Generate dataset

Download

In this section, we generate a dataset for deep predictive learning using sensor information obtained during object grasping training with AIREC. We provide instructions on how to extract specific files from multiple rosbag data and save them in npz format using the provided sample data and scripts. Please follow the instructions below to download and extract the files.

$ mkdir ~/tmp
$ cd tmp
$ wget https://dl.dropboxusercontent.com/s/90wkfttf9w0bz0t/rosbag.tar
$ tar xvf rosbag.tar
$ cd rosbag
$ ls
1_rosbag2npz.py  2_make_dataset.py  3_check_data.py  bag  data  output  utils.py

Files

The downloaded file contains the following files. Users can generate datasets from rosbag data by running the programs in numerical order.

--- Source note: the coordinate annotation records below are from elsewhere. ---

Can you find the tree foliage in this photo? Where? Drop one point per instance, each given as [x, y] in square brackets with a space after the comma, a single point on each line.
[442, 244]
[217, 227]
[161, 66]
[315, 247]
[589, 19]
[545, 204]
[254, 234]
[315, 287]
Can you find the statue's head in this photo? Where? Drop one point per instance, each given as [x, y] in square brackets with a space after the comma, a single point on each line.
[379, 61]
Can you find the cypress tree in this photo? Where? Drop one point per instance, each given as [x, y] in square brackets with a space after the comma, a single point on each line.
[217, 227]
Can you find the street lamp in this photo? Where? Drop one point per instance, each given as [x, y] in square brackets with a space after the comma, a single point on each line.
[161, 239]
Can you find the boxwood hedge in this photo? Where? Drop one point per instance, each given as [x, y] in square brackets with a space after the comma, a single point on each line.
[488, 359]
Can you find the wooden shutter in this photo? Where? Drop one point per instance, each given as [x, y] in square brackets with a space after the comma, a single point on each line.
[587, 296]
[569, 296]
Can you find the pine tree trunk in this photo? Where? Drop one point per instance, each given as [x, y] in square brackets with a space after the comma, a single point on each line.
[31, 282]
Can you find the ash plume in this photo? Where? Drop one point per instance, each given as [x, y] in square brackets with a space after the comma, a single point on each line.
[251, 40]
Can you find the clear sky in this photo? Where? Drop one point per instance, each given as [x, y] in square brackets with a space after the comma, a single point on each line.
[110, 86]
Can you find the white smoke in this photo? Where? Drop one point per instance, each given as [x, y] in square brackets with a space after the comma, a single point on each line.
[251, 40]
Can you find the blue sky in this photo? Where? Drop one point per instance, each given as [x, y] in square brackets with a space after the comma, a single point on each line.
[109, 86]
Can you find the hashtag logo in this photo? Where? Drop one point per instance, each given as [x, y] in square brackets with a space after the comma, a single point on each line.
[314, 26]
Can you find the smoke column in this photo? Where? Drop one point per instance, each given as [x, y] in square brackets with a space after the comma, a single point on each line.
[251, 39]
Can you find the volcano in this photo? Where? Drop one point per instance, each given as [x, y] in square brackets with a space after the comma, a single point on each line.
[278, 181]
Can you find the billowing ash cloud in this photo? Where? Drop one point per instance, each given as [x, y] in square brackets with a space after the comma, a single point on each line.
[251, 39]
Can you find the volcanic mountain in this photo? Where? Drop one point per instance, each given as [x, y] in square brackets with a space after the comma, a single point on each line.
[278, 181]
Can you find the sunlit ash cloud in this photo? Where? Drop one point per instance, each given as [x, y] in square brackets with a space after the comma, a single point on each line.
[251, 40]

1_rosbag2npy.py: Extracts the specified information (topic data) from rosbag files and converts it to the npz format.
2_make_dataset.py: This program does three things. First, it adjusts the data length to ensure a consistent time series length for all data, regardless of the --duration argument set during rosbag recording. Second, it sorts and stores the training and test data based on a specified index. Third, it calculates the normalization parameters (upper and lower bounds) for the joint angles. For detailed information on this process, please refer to the link provided.
3_check_data.py: This program visualizes the collected data by saving images and joint angles of the robot as gif animation. Before running the training program, it is important to check the cropping range of the images and the normalized range of the joint angles.
utils.py: This file contains preprocessing programs (e.g. normalization) required for the dataset.
bag: This directory stores the collected rosbag data.
data: After running 2_make_dataset.py, this directory stores the training and test data, along with the normalization parameters for the joint angles.
output: This directory stores the visualization results, with the training data index in the filename.

Data Extraction

The following command can be used to extract specific information (topic data) from rosbag files. See the details of the arguments below:

bag_dir: Specify the directory where the rosbag data is stored.
freq: Since the sampling rate (Hz) of different sensors varies, the data will be extracted and saved at the specified sampling rate.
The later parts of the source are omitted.